Süddeutsche Zeitung

Vor nächster Landtagswahl:In Hessen geht es für die große Koalition ums Ganze

  • Die Hessen-Wahl am 28. Oktober dürfte auch für die Bundespolitik entscheidend werden.
  • Dabei hängt wohl gerade von den Grünen so viel ab wie noch nie. Sie können mit Zugewinnen rechnen - und könnten von Hessen aus auch das politische Berlin in Vibration versetzen.
  • Grünen-Spitzenkandidat Al-Wazir hält sich alles offen: Mindestens vier Regierungsvarianten sind mit seiner Partei möglich.
  • Für die Harmonie in Berlin dürfte aber eine große Koalition die beste Lösung sein.

Von Nico Fried, Berlin

Die CDU hat am Montag ein neues Wahlplakat präsentiert: "Jetzt geht's um Hessen", steht darauf. Das stimmt - und ist auch völlig falsch. Denn bei der Wahl am 28. Oktober steht viel mehr auf dem Spiel als die künftige Regierung in Wiesbaden. An dieser Wahl hängt die Zukunft der großen Koalition in Berlin, diese Wahl hat maßgeblichen Einfluss auf das Schicksal der Kanzlerin und CDU-Chefin Angela Merkel wie auch der SPD-Vorsitzenden Andrea Nahles. Kurz gesagt: Es geht eben nicht nur um Hessen, sondern ums Ganze.

Dabei ist es allein schon ein dramaturgisch brisanter Zufall, dass die politische Schlacht um Schwarz-Rot im Bund nun in Hessen stattfindet. In keinem anderen Bundesland haben sich CDU und SPD immer wieder so unversöhnlich bekämpft. Nur nach dem Zweiten Weltkrieg gab es in Wiesbaden für kurze Zeit eine Regierung unter gleichzeitiger Beteiligung von CDU und SPD, danach 68 Jahre lang nicht mehr. Und jetzt könnte ausgerechnet eine große Koalition in Wiesbaden die einzig mögliche Rettung für die große Koalition im Bund sein.
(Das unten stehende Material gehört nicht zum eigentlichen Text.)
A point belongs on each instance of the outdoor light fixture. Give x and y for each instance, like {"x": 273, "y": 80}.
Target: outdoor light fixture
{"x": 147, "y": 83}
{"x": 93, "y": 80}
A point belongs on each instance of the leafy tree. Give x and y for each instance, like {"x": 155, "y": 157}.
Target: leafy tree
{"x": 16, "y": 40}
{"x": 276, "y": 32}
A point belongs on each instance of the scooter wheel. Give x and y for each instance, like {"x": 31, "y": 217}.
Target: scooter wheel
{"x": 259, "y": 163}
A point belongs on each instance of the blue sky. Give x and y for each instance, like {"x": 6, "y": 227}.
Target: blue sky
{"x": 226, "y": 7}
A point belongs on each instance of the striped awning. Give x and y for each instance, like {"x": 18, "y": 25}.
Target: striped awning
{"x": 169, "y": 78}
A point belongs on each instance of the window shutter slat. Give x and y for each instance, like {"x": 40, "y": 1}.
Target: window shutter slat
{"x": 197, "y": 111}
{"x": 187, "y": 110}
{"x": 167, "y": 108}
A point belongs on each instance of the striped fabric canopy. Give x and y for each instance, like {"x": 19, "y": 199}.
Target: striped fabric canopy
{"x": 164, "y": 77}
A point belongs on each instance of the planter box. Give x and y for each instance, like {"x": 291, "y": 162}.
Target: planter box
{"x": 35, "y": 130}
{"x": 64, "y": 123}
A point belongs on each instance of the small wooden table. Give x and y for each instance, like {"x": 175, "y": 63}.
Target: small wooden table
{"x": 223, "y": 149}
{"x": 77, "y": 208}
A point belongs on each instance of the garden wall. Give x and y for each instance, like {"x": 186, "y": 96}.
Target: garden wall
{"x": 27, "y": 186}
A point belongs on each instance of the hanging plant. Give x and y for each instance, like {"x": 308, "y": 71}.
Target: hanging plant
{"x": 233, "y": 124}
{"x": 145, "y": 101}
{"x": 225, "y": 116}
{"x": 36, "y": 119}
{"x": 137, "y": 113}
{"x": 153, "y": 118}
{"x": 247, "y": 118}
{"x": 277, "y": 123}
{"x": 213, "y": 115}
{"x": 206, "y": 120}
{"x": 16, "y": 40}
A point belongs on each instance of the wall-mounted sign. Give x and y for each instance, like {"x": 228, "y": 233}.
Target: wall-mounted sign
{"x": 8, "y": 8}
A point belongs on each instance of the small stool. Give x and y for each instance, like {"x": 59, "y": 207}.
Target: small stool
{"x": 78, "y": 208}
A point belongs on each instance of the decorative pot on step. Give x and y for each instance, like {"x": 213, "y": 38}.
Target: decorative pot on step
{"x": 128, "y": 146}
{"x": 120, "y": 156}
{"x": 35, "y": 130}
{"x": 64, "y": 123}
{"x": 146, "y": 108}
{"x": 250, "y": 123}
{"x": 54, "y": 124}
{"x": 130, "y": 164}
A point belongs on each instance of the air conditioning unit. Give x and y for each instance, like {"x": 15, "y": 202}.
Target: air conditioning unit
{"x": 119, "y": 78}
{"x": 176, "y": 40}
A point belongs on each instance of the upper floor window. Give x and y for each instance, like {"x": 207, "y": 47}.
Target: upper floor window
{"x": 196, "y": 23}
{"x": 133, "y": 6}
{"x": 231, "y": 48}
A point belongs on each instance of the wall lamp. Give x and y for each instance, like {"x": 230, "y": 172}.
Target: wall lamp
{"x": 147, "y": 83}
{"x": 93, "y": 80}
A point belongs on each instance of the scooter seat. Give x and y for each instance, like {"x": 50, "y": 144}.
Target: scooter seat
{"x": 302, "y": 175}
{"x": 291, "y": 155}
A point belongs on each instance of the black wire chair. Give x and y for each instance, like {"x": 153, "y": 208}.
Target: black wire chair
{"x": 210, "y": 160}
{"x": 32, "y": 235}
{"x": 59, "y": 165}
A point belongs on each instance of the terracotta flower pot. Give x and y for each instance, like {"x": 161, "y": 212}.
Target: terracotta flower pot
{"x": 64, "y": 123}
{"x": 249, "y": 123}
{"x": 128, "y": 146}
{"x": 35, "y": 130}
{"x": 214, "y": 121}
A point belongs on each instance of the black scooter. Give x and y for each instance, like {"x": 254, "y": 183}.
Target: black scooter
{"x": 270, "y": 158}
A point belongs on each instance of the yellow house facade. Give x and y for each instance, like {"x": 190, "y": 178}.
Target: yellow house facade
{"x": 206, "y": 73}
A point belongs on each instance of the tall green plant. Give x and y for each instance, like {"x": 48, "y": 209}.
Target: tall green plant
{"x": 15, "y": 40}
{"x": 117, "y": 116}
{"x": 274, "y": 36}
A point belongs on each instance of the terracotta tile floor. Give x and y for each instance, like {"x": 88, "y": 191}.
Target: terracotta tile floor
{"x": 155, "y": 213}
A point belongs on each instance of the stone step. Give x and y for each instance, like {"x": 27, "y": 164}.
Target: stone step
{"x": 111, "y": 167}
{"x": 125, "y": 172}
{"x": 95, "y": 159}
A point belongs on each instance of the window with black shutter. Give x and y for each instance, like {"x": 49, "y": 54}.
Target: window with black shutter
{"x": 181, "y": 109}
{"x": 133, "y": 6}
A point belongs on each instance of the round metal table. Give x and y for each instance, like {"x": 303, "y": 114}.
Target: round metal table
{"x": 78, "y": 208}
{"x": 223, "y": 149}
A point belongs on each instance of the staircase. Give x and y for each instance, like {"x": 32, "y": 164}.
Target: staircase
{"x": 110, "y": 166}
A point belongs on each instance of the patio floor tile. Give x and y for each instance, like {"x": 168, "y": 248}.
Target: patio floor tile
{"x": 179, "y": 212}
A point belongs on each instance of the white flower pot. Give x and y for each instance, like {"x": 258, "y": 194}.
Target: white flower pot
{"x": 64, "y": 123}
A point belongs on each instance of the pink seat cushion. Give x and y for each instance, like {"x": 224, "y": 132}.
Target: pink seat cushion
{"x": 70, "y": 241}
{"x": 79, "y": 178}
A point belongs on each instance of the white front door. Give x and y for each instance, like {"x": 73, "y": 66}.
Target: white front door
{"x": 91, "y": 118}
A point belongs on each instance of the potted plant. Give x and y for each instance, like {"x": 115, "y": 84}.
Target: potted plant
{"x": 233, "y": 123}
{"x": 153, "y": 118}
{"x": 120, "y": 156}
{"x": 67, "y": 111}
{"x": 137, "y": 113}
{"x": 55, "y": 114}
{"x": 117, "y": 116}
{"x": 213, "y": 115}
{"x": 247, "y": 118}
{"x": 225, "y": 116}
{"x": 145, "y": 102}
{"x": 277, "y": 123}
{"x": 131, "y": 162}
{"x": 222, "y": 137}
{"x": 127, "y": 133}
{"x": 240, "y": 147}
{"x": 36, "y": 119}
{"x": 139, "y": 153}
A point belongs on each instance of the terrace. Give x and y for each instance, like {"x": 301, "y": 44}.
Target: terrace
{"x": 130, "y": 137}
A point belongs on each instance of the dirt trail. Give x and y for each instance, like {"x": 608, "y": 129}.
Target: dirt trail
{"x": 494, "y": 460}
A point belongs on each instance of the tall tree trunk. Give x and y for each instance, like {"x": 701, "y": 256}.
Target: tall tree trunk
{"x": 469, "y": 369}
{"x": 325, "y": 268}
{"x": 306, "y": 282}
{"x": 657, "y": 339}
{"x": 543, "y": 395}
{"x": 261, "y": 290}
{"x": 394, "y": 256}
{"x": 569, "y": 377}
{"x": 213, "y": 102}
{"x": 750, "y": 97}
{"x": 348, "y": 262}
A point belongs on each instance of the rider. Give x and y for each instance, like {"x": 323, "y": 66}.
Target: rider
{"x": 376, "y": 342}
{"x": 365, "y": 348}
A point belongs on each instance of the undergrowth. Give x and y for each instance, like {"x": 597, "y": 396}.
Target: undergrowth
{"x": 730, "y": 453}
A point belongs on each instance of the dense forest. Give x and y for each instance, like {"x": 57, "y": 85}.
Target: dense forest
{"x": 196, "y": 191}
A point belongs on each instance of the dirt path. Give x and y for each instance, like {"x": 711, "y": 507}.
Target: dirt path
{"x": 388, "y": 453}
Ausgerechnet Hessen. Hier fügte Roland Koch (CDU) mit seiner Unterschriftenaktion gegen die doppelte Staatsbürgerschaft und seinem Wahlsieg 1999 dem damals neuen SPD-Kanzler Gerhard Schröder die erste schwere Niederlage zu. Nach der Landtagswahl 2008 regierte Koch mehr als ein Jahr lang geschäftsführend, weil sich CDU und SPD nicht auf ein Bündnis verständigen konnten und die SPD-Chefin Andrea Ypsilanti entgegen allen Versprechen lieber mit den Stimmen der Linken Ministerpräsidentin werden wollte.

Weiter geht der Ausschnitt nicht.